そういった意味で、『ミッドナイトスワン』はトランスジェンダー当事者の存在に気づかせてくれる映画として、一石を投じたと思います。描かれ方に賛否両論あったとしても、これだけの議論を巻き起こせるということは、社会に大きなインパクトを与えたことは間違いないです。

これは私も医療従事者向けの研修でよくやる手法です。

精神科病院での患者暴行事件が後を絶ちませんが、私は院内外で虐待防止研修を行う立場で、事件を起こした精神科病院の第三者委員会の報告書をひも解いて伝えるようにしています。

虐待行為、不適切医療、それに至った加害者の心情や虐待を隠ぺいした組織風土を、隠さずオブラートに包まずありのまま伝え、スタッフの心を揺さぶるのです。

スタッフからは、「刺激が強すぎる」「気持ち悪い」「ショックを受けた」などやや炎上するのですが、私は陰で「よしよし」とほくそ笑んで手ごたえを実感するのです。

だってこれは紛れもない事実なのです。これまで精神科病院が見ないようにしてきた、思考停止してきた自分たちの言動を、事件を通して直視すべきと思うから。

自分は大丈夫(過信)、うちの病院には絶対にない(否認)、ではなくあるかもしれない(前提)、自分も虐待しているかもしれない(加害性)、虐待するかもしれない(不確実性)と考えられるようになることが一番大切なのです。
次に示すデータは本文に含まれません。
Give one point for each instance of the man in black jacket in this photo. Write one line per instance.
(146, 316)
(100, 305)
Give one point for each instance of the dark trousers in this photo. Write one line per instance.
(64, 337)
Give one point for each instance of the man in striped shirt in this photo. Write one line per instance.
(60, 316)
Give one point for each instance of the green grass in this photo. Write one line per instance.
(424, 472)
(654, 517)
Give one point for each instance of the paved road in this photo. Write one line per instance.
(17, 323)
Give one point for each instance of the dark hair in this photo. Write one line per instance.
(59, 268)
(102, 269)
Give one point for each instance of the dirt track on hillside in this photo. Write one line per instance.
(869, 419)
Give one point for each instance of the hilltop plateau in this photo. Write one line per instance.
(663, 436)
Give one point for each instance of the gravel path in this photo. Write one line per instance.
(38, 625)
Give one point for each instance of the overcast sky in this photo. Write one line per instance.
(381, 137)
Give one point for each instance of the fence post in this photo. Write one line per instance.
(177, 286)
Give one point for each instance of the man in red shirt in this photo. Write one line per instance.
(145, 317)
精神科病院の職員として「聞いたことがない」「見たことがない」では済まされない。組織に所属する者として、精神医療を担う者として、いかに自分も虐待者になりうるかという「当事者性」をもてるかが大切です。

 

3.自分の中の当事者性に気づけるか

人の弱さに謙虚でいられるって、実はすごく難しいことです。

社会的弱者の置かれた立場や心情をわかろうとするには、「すべての人は当事者である」っていうことを、忘れないことだと思います。

人はおむつを替えてもらう赤ちゃん(弱者)として生まれ、おむつを替えてもらう老人(弱者)として死んでいく。強者でいられる瞬間なんて一瞬しかありません。
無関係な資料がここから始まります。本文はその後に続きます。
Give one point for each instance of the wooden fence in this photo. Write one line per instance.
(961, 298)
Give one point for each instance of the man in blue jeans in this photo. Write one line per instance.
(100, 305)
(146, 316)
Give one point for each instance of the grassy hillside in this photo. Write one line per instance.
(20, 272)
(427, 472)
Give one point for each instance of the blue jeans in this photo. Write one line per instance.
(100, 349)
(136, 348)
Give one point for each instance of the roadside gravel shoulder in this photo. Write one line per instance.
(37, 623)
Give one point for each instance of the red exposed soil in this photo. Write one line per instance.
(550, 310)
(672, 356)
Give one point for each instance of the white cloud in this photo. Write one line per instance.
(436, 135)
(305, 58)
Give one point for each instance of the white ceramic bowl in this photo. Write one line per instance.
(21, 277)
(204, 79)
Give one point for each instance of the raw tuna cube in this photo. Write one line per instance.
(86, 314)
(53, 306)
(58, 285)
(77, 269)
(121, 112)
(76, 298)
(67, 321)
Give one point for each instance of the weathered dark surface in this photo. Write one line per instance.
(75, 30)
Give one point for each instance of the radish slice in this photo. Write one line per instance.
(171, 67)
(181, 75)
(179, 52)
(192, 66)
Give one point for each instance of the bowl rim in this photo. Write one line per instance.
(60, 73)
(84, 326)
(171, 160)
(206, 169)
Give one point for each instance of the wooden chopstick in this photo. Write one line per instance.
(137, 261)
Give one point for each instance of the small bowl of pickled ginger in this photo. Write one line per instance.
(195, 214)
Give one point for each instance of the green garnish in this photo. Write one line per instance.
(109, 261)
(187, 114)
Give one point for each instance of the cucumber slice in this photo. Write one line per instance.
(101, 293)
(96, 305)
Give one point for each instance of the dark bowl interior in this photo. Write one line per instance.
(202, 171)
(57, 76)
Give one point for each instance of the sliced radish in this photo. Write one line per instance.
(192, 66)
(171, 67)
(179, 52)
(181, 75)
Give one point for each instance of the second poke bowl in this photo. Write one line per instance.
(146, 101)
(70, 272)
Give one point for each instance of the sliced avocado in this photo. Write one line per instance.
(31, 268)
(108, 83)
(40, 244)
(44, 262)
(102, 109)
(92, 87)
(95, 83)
むしろ私はこの国で女性として生まれたというだけで自分を「社会的弱者」だと思っているし、女性が子どもを育てながら働くことは社会的弱者以外の何者でもないと思っています。

自分が持つ弱さを棚に上げて別の誰かを弱者差別したくなる、という性質もまた、他者との相対比較によってしか自尊感情を満たせない人間の弱さなのかもしれません。
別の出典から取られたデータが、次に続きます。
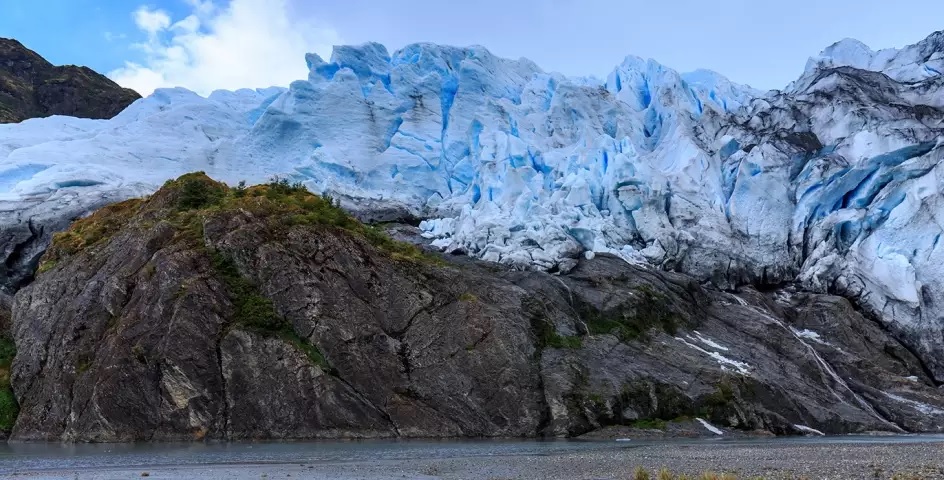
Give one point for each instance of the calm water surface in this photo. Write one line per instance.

「他者の痛みがわかる人は他者にやさしくできる」みたいな決まり文句がありますが、さまざまな境遇にある人の苦悩や傷つき痛みすべてをわかりきることなんて到底できるはずないし、むしろおこがましい。

社会的弱者をわかろうとする前に、まずできることは誰もが持っている「当事者性」「弱者性」に気づいていることなのかなと思います。

日本社会にある弱さや痛みを隠さずに、もっと肯定していく。強くなくていい。だってみんな生まれながらに弱い生き物で、誰かの助けがなきゃ誰一人生きていけないんですから。自立とは、「自分で自分のことができる」っていうだけではなく、「他者の助けを借りることができる」ということでもあるのです。

自分や他者の弱さにもっともっと寛容になりましょう、というのが私の大事にしている持論です。